Conclusions and Future Directions

Cultured cells have been successfully used to investigate a wide variety of ethanol-induced effects on the liver. From these studies, it is clear that the use of cultured cells has added to our understanding of the molecular mechanisms by which ethanol metabolism damages hepatic cells and ultimately causes liver disease. Use of these systems has allowed detailed investigation of the effects of individual metabolic pathways of ethanol metabolism and specific biochemical changes. Additionally, studies using cultured cells have allowed researchers to determine the contribution of these metabolic pathways and biochemical changes to specific ethanol-induced cellular impairments.

Although the use of cultured cells has many advantages, their use is not without limitations; the strength of these systems also is their weakness.

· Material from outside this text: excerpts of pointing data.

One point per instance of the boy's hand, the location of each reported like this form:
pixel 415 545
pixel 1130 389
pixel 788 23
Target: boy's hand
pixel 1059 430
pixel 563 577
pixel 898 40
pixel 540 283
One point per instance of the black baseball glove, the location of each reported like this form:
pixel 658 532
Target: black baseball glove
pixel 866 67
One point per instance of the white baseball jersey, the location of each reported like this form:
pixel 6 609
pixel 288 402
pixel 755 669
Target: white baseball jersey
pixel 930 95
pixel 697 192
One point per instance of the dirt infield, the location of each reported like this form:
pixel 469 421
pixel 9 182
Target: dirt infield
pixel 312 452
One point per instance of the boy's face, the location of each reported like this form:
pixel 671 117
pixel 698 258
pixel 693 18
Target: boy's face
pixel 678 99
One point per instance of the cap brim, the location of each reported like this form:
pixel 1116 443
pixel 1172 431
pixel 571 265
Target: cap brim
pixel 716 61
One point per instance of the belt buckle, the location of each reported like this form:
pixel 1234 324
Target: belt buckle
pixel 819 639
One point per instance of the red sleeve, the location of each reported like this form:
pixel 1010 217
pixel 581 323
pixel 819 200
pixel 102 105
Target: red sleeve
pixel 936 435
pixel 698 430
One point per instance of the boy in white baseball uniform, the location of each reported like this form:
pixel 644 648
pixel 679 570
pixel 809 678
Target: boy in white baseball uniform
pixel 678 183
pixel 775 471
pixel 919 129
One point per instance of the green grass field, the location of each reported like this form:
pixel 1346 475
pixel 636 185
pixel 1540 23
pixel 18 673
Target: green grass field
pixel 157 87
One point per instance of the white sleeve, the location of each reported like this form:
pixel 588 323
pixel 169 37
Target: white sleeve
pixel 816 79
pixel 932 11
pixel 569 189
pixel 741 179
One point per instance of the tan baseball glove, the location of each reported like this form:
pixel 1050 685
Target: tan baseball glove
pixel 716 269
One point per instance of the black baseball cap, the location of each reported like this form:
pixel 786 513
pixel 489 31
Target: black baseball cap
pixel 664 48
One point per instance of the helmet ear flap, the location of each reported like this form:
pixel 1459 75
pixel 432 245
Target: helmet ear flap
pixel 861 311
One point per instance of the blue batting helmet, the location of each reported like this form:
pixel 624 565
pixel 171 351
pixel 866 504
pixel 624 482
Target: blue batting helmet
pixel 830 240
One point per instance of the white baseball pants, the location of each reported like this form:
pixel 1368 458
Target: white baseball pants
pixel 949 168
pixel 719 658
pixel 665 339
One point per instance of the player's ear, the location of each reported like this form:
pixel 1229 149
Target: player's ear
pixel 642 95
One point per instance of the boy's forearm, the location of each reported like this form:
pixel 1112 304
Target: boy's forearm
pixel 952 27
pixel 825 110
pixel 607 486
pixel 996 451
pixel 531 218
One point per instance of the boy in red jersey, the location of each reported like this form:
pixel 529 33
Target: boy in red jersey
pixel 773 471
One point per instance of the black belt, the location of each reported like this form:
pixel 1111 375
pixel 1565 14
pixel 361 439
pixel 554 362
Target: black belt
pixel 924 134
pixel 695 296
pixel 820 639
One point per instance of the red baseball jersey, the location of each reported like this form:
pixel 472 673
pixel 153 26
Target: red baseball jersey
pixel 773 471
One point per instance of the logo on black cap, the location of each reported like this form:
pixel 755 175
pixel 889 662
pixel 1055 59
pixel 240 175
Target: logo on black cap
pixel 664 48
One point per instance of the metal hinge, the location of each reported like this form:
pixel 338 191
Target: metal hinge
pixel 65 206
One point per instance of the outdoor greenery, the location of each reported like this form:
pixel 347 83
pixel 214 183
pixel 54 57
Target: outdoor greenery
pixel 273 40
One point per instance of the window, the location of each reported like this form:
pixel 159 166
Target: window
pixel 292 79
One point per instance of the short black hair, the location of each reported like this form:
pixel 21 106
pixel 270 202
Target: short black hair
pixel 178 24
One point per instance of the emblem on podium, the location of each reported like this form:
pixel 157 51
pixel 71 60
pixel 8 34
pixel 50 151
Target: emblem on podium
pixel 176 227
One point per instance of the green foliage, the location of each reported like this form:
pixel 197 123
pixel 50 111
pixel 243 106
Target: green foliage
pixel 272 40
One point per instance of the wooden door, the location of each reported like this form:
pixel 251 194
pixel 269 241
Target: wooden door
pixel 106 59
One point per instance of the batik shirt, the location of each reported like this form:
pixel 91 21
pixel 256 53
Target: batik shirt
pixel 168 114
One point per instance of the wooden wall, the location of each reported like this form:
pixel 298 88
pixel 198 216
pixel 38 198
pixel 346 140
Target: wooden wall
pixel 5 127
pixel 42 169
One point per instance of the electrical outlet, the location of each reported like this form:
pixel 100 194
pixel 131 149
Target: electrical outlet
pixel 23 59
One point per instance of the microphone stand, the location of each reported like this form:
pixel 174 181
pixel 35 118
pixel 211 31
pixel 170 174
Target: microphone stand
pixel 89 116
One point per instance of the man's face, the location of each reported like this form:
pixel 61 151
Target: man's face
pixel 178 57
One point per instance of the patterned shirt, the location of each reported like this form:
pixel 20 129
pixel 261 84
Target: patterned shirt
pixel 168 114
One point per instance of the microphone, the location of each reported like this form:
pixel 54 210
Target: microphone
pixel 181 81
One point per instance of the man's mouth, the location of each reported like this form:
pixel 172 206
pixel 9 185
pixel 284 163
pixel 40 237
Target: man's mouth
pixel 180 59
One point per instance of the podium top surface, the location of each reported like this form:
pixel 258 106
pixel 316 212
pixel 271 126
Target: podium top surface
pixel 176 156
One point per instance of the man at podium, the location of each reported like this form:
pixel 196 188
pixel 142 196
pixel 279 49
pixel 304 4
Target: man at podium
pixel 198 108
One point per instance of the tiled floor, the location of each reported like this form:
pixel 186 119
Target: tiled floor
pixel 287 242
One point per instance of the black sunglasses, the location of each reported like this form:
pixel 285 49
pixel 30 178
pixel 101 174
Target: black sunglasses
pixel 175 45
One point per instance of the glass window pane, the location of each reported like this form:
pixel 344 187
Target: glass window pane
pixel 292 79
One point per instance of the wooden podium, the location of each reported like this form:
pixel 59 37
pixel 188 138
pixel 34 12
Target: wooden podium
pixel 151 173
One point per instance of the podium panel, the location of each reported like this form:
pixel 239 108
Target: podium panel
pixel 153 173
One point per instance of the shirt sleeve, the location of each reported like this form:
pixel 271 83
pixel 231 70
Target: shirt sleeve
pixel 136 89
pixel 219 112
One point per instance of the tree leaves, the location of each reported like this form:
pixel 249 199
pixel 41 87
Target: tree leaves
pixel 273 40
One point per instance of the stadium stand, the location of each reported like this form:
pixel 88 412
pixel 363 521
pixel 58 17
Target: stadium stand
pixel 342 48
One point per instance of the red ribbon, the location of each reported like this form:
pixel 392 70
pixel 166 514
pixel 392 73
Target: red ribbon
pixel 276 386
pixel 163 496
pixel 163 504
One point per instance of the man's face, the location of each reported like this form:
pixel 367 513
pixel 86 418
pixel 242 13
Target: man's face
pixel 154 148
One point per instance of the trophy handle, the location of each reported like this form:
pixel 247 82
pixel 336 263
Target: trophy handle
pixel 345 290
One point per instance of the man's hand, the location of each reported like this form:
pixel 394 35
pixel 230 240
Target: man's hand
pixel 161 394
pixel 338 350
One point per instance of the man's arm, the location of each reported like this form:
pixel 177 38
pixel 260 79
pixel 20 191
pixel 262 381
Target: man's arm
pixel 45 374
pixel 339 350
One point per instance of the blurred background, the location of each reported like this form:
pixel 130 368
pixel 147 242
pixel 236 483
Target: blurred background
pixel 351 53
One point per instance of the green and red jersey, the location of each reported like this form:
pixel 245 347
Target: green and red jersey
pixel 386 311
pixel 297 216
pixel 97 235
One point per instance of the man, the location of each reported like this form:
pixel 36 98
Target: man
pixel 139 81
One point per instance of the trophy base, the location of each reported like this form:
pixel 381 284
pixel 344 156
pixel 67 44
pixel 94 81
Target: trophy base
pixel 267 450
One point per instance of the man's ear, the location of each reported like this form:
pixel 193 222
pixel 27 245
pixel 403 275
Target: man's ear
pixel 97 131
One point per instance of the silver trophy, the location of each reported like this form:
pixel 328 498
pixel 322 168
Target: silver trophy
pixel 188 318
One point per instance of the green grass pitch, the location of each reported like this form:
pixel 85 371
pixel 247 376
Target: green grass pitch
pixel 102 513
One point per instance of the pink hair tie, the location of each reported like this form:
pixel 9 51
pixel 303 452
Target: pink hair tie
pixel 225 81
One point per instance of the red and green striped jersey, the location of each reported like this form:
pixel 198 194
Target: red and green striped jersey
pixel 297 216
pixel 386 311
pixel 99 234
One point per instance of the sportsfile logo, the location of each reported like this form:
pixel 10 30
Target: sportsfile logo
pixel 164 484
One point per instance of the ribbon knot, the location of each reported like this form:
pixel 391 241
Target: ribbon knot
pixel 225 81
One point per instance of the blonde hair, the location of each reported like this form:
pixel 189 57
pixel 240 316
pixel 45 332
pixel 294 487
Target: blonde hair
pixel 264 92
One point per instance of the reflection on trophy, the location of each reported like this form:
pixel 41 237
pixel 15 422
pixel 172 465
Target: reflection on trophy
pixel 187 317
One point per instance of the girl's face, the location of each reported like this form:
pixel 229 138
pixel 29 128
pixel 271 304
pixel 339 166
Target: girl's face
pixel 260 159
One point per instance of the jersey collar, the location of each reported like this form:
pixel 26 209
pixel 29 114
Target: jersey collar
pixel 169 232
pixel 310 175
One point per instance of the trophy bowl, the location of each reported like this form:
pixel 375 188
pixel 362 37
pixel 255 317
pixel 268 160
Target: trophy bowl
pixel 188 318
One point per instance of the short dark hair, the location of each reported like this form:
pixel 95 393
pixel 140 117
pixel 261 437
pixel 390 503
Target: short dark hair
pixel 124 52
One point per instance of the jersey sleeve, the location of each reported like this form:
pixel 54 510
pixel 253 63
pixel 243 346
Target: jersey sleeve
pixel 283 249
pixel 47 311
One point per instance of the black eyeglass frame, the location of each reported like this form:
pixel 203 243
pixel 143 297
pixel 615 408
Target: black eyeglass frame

Many immortalized cells lose the ability to express some enzymatic pathways; therefore, the specific cell line used must be carefully chosen. Use of cultured cells allows detailed studies of specific cellular functions but cannot take into consideration the interactions of the different cell types of the liver or the influence of the three-dimensional environment and extracellular matrix. Therefore, in the future, cocultures and cells suspended in three-dimensional matrices will be used to more closely mimic the liver. Additionally, culture systems in which the activity of cytochrome P450 2E1 is inducible have been developed (Huan et al. 2004; Schattenberg et al. 2005). Although these cell lines have not yet been used to study the effects of ethanol metabolism, use of cells in which the expression of ethanol-metabolizing enzymes can be induced or regulated will provide added versatility and may be extremely useful in furthering our understanding of the mechanisms by which ethanol metabolism alters cellular biochemistry and intracellular signaling. These modifications will provide additional insight into the mechanisms by which ethanol metabolism damages the liver and causes liver disease.